Monday, June 27, 2022
HomeComputer HardwareAs HPC Chip Sizes Develop, So Does the Want For 1kW+ Chip...

As HPC Chip Sizes Develop, So Does the Want For 1kW+ Chip Cooling


One pattern within the excessive efficiency computing (HPC) area that’s changing into more and more clear is that energy consumption per chip and per rack unit shouldn’t be going to cease with the bounds of air cooling. As supercomputers and different excessive efficiency methods have already hit – and in some instances exceeded these limits – energy necessities and energy densities have continued to scale up. And primarily based on the information from TSMC’s current annual expertise symposium, we must always anticipate to see this pattern proceed as TSMC lays the groundwork for even denser chip configurations.

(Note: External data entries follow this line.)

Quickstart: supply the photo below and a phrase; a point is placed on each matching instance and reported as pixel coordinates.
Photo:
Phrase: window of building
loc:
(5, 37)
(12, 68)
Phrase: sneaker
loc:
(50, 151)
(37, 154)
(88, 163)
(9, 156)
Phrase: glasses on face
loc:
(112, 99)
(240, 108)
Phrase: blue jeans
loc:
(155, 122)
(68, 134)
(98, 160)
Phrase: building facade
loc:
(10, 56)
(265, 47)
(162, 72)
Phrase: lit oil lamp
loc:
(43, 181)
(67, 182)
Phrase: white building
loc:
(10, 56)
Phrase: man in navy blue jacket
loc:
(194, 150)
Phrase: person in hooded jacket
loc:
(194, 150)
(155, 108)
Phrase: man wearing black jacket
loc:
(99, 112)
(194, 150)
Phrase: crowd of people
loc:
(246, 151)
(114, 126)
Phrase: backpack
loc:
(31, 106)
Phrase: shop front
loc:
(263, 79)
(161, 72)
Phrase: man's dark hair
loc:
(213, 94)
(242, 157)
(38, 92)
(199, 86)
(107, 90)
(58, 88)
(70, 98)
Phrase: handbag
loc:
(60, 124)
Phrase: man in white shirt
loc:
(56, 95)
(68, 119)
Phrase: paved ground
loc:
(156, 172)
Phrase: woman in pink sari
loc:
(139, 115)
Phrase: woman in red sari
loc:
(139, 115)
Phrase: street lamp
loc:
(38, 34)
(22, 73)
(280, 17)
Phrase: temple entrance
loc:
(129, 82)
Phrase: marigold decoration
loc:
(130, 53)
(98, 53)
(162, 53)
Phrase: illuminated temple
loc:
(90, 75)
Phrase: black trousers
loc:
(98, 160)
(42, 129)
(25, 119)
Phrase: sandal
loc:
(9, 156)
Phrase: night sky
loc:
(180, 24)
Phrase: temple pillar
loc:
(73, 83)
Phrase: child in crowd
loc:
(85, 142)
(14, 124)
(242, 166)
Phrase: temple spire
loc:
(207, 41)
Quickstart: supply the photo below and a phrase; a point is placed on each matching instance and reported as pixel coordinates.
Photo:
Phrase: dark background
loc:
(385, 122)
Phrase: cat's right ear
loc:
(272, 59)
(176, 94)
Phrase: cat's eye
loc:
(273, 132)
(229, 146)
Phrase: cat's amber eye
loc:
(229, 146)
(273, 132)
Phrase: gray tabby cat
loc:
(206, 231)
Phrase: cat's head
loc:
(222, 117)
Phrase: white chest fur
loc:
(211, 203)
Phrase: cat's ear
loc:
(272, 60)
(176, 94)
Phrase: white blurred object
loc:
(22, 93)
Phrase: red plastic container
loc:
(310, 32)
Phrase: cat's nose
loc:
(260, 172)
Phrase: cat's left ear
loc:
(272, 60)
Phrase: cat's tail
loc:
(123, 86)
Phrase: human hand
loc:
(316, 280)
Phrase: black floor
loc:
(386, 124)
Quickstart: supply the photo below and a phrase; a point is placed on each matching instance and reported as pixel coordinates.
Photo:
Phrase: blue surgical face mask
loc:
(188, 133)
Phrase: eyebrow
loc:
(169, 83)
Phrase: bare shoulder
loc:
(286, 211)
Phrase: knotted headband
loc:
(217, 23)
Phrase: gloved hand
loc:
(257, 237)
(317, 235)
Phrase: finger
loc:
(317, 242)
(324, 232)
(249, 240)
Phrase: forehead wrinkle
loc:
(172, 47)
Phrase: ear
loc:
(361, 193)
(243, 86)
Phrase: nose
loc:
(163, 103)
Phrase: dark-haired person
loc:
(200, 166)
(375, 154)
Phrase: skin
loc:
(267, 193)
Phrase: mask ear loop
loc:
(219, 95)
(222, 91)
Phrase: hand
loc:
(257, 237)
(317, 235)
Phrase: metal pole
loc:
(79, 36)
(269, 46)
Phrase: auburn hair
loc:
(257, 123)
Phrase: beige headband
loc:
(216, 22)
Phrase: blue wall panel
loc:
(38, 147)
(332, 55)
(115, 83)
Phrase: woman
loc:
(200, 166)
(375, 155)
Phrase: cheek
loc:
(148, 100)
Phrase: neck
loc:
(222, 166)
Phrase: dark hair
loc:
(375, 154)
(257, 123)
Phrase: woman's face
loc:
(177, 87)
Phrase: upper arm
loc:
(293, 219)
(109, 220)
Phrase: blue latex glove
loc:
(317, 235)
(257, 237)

The issue at hand shouldn’t be a brand new one: transistor energy consumption is not cutting down almost as rapidly as transistor sizes. And as chipmakers aren’t about to depart efficiency on the desk (and fail to ship semi-annual will increase for his or her clients), within the HPC area energy per transistor is rapidly rising. As an extra wrinkle, chiplets are paving the way in which in the direction of developing chips with much more silicon than conventional reticle limits, which is nice for efficiency and latency, however much more problematic for cooling.

Enabling this sort of silicon and energy development has been fashionable applied sciences like TSMC’a CoWoS and InFO, which permit chipmakers to construct built-in multi-chiplet system-in-packages (SiPs) with as a lot a double the quantity of silicon in any other case allowed by TSMC’s reticle limits. By 2024, developments of TSMC’s CoWoS packaging expertise will allow constructing even bigger multi-chiplet SiP, with TSMC anticipating stitching collectively upwards of 4 reticle-sized chiplets, This can allow large ranges of complexity (over 300 billion transistor per SiP is a risk that TSMC and its companions are ) and efficiency, however naturally at the price of formidable energy consumption and warmth technology. 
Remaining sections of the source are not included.